Responsibilities:
Migration Leadership: Spearhead the migration of Big Data workloads from Cascading and MapReduce to Spark 3, ensuring minimal disruption to business operations. This includes planning, executing, and overseeing the entire migration lifecycle.
Hands-on Development: Engage in daily code development activities within the IntelliJ IDE, writing efficient and scalable Spark applications using Scala.
Code Review and Quality Assurance: Conduct thorough Scala code reviews to enforce coding standards, identify potential performance bottlenecks, and ensure code quality, maintainability, and adherence to best practices.
Code Implementation: Implement necessary code changes to adapt existing applications to the Spark 3 framework, optimizing performance and resource utilization.

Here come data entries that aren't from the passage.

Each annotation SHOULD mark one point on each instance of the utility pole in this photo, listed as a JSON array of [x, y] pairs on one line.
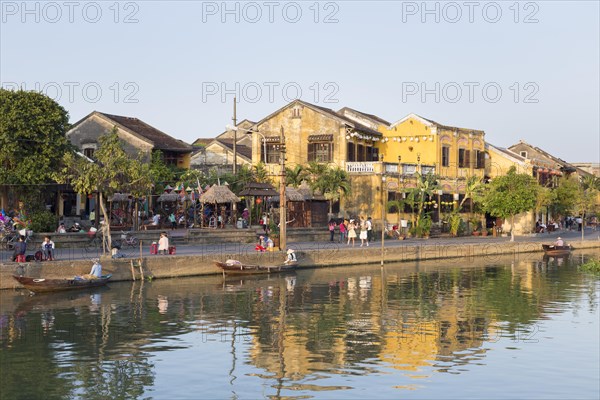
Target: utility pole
[[234, 137], [282, 198]]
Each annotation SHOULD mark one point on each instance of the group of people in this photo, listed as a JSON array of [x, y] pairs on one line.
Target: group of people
[[347, 230]]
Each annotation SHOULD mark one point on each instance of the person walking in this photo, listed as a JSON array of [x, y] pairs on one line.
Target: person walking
[[48, 248], [351, 232], [163, 243], [363, 232], [343, 231], [332, 226]]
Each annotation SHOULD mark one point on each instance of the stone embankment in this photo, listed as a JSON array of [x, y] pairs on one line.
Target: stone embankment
[[315, 255]]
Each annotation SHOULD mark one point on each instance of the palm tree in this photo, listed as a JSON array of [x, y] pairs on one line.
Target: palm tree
[[295, 176], [333, 182], [261, 175]]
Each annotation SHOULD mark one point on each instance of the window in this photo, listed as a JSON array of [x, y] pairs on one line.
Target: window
[[479, 159], [464, 158], [409, 169], [170, 158], [445, 156], [273, 152], [89, 152], [320, 152], [427, 169]]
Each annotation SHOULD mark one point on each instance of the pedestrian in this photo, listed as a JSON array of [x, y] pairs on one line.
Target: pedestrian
[[351, 232], [163, 243], [579, 222], [343, 231], [20, 248], [48, 248], [332, 226], [369, 230], [363, 232], [173, 221]]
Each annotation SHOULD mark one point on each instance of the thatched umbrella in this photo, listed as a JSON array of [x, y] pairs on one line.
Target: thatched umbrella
[[218, 195]]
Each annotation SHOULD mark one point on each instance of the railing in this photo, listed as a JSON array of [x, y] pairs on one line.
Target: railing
[[361, 167]]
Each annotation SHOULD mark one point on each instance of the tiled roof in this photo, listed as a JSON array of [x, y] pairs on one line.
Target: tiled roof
[[242, 150], [160, 140]]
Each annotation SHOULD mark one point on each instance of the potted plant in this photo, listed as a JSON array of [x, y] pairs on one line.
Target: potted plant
[[425, 226], [274, 233], [455, 222]]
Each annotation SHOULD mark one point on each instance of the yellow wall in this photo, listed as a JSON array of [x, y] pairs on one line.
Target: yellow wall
[[420, 142]]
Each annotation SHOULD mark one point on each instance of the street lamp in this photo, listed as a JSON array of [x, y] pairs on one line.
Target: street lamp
[[383, 204], [250, 131], [282, 198]]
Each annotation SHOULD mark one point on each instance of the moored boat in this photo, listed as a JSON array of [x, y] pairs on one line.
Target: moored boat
[[40, 285], [234, 267], [552, 250]]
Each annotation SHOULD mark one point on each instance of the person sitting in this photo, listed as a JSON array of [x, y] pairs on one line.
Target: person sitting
[[20, 248], [291, 257], [61, 228], [96, 271], [163, 243], [269, 244], [48, 248], [261, 246], [75, 228]]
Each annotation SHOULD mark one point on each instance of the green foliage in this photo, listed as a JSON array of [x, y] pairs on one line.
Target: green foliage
[[592, 266], [511, 194], [32, 137], [43, 221], [455, 222]]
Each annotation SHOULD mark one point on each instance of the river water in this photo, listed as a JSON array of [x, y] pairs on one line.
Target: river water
[[511, 328]]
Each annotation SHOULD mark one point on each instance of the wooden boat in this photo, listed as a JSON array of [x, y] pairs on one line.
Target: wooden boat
[[556, 251], [233, 267], [40, 285]]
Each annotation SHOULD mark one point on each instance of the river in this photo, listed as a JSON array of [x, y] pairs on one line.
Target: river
[[523, 327]]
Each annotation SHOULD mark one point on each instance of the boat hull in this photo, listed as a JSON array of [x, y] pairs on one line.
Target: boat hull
[[555, 251], [245, 269], [41, 285]]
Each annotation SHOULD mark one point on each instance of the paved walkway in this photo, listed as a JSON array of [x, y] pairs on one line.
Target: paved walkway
[[571, 237]]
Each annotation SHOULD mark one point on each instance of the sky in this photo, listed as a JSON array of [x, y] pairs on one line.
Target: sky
[[517, 70]]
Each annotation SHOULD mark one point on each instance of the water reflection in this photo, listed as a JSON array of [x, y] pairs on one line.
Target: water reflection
[[291, 336]]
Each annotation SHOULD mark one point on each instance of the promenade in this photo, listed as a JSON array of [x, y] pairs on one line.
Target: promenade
[[197, 259]]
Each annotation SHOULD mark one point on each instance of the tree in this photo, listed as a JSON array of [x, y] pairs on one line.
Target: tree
[[510, 195], [33, 139], [113, 171], [334, 183]]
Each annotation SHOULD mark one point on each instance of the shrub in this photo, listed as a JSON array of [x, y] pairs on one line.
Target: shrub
[[43, 221], [592, 266]]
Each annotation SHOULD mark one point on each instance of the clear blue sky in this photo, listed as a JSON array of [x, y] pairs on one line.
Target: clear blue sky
[[170, 64]]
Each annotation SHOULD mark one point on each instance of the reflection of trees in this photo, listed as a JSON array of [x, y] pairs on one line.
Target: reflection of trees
[[413, 321]]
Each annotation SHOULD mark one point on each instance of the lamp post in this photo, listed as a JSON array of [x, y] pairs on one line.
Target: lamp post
[[383, 181], [282, 198], [234, 137]]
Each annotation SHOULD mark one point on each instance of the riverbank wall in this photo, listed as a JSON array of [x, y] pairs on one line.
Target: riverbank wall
[[316, 255]]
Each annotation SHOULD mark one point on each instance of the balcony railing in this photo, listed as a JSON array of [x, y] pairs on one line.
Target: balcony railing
[[361, 167]]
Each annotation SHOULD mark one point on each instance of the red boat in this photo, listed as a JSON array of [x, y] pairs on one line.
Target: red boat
[[556, 251], [40, 285], [234, 267]]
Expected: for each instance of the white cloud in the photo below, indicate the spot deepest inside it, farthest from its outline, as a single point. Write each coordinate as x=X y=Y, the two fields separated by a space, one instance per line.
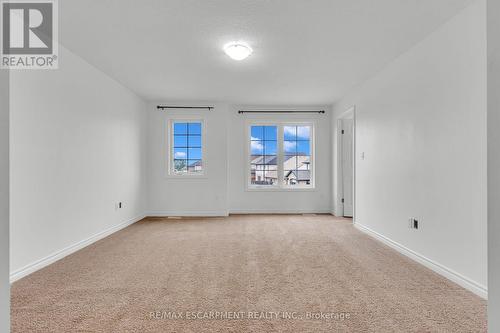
x=180 y=154
x=303 y=132
x=289 y=145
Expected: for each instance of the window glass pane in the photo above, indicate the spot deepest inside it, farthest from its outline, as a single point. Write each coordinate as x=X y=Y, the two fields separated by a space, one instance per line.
x=187 y=150
x=303 y=148
x=257 y=133
x=194 y=153
x=270 y=147
x=290 y=162
x=195 y=166
x=194 y=128
x=180 y=166
x=297 y=155
x=180 y=128
x=180 y=141
x=263 y=155
x=303 y=132
x=270 y=133
x=257 y=147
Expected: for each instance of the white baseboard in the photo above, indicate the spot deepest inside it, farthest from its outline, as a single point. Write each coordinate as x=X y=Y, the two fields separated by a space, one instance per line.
x=206 y=213
x=280 y=211
x=448 y=273
x=41 y=263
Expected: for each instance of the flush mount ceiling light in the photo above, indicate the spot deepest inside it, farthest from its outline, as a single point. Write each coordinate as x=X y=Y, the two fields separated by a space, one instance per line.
x=238 y=50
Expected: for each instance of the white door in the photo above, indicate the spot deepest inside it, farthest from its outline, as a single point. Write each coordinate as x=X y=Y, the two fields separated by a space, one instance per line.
x=347 y=166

Kubernetes Environment Design: Design and architect the target Kubernetes environment for Spark 3 deployments, considering factors such as scalability, high availability, fault tolerance, and resource management.
Collaboration: Work closely with data engineers, infrastructure teams, and other stakeholders to ensure seamless integration of Spark 3 into the overall Big Data ecosystem.
Performance Optimization: Identify and implement strategies to optimize Spark application performance, including tuning Spark configurations, optimizing data partitioning, and leveraging Spark's caching mechanisms.
Documentation: Create comprehensive technical documentation, including design specifications, migration plans, and operational procedures.
Knowledge Transfer: Provide knowledge transfer and mentorship to other team members, fostering a culture of learning and collaboration.
Qualifications:
Essential Skills and Experience:
Strong and demonstrable experience in migrating Big Data workloads from Cascading and MapReduce to Spark 3.
Expert-level proficiency in Scala programming language, with a deep understanding of Spark's architecture and internals.
Extensive hands-on experience with the IntelliJ IDE for development and debugging.
Solid understanding of Big Data concepts, data processing paradigms, and distributed computing principles.
Proven experience in designing, implementing, and managing Kubernetes environments for Spark deployments.
Excellent code review skills, with a keen eye for detail and a commitment to code quality.
Strong understanding of software development best practices, including version control, testing, and CI/CD.
Desired Skills:
Experience with other Big Data technologies, such as Hadoop, Hive, and Kafka.
Familiarity with cloud platforms (e.g., AWS, Azure, GCP) and their Big Data offerings.
Experience with performance tuning and optimization of Spark applications.
Knowledge of data warehousing concepts and ETL processes.
Strong communication, collaboration, and problem-solving skills.
Any Graduate